Valuable Life Lesson:
Stick up for what you think is right, or learn to take cold showers. (I truly believed I was going to die on this film.)

 

Ode To Billy Joe
represented a turning point
in my career and in my personal life.

Max Baer Jr., who starred as Jethro in
The Beverly Hillbillies
and had written and acted in
Macon County Line
, had the idea of turning Bobbie Gentry’s international hit song into a movie he would direct. Herman Rauscher
(Summer of ’42)
wrote the script. I was cast in the title role. Baer auditioned and screen tested girl after girl for my love interest.

I did more than lobby for Glynnis O’Connor, I knew she’d be the perfect Bobbie Lee, but I also wanted a chance to get back together with her.

Glynnis had broken up with me a year earlier and I had not gotten over her… I think I discovered what real love meant when she told me she wanted to see other boys—because I understood and respected her wishes, and just wanted her to be happy. Now it was time to win her back.

Unfortunately, they put us up in a motel in Mississippi and Glynnis was given the room next to mine. When she spent the night with someone else, I could… hear. Everything. I began running 70 to 100 miles weekly on top of filming.

There was a clause in Glynnis’ contract that she had to be under a certain weight or be fired. It was often over 100 degrees that summer and Glynnis would forego a glass of water, afraid she might put on weight. As per her contract, Max Baer had Glynnis weighed like a piece of meat every single day for the first two weeks of filming.

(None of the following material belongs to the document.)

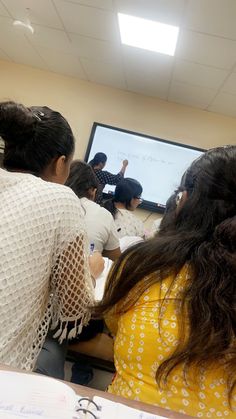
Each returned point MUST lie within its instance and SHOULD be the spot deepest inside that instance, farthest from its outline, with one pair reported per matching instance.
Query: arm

When I couldn’t stand the madness anymore, I went toe-to-toe with him,
stood in front of Glynnis, and told him she was never going to be weighed again or he would lose both of us. I made a friend for life, but never got my girlfriend back.

 

When the movie opened, we had an audience hit—and our stock in Hollywood was on the rise. I was happy for Glynnis, her performance, her boyfriends... But I was heartbroken, and foolishly punished myself by running and running in the smog-filled streets of L.A. to diminish the anguish.